If they decide not to ban Overwatch, thinking that this Mei thing is a ploy, HK gets to use a symbol that won't be banned. If they ban Overwatch, they send a message to US companies that complying won't protect them. HK wins either way. The best solution for China would be to instruct Blizzard to release a version of Overwatch that didn't have this character, and if you want my prediction that's what they're going to do.
The funny part is, if you go by the lore and backstories assigned to each character, the majority of them would support Hong Kong. None of them are (written to be) particularly fond of authoritarianism.
Which is just hilarious that Blizzard's own IP would oppose their decision if they were real people.
World of Warcraft is filled with characters that'd side with Hong Kong. Probably the most "symbol worthy" being Thrall from a lore standpoint.
That is probably the case for 99.9% of all IP worldwide, isn't it? The only exception I can think of is Scrooge McDuck, but very few IP characters are pro-corporatism.
I don't think any of the half a dozen or so characters that are part of Talon (the terrorist organisation trying to take over the world) would bat an eyelid
Which would amount to ordering a foreign company to remove Chinese representation from a game. (Mei is Chinese, and is the only such character in Overwatch.) So that looks pretty bad, too.
It's with a heavy heart that in order to ease tension and restore an healthy and stress-free environment for players from China and other countries we have decided to retire Mei from the rooster.
I'm very curious to see if this kind of strategy is effective or starts to become commonplace.
It’s like if Twitter were to ban the poop emoji, so people use an alternative emoji with no connection except the understanding that it represents the poop emoji and then Twitter banned this emoji and then people come up with another alternative...
Leveraging the heavy handed approach of China to pit them against the western companies.
As a second order effect, by getting Overwatch and the likes banned (if that were to happen), maybe create some dissent within China itself, though that's a bit far fetched.
They don't care.

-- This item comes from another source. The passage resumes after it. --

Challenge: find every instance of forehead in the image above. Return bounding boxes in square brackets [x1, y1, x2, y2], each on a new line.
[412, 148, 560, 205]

Blizzard's well being is none of their concern, their only job is to prop up the party, even if it means genera disdain from the West.
All of these Western companies kowtowing to the Chinese market could pack up and go away and the CCP wouldn't care. They have enough domestic industry to not be bothered.
As the paranoia ramps up expect over-censorship to ramp up too. Not because of official policy but because of individual decisions made by people who don't want to be fired for a too-liberal interpretation of the policy at the wrong time.
Beijing can easily transform the whole lesson to "make sure your company never finds itself in a situation as stupid as Blizzard, or else." I don't like it any more than you do, but that's the reality as far as I can tell.
Good strategy indeed.
Blizzard can't just change that logo either, as it's not only buried everywhere in the game but also used in countless places on the internet, not to mention merchandise, comics, official advertisements etc.
The title of the article is:
> Overwatch's Mei Is Becoming a Symbol of the Hong Kong Resistance
Without benefit of hindsight it's impossible to know, but I'd wager that this is the single most important political event in the world right now.
If the people of Hong Kong can stop the aggressive imperialism of the CCP that will be a guiding light for everybody. Conversely, if the CCP succeeds in crushing HK who else is there to stop them consolidating their power?
Matt Stone and Trey Parker?
Maybe Chinese censors will then ban Xi.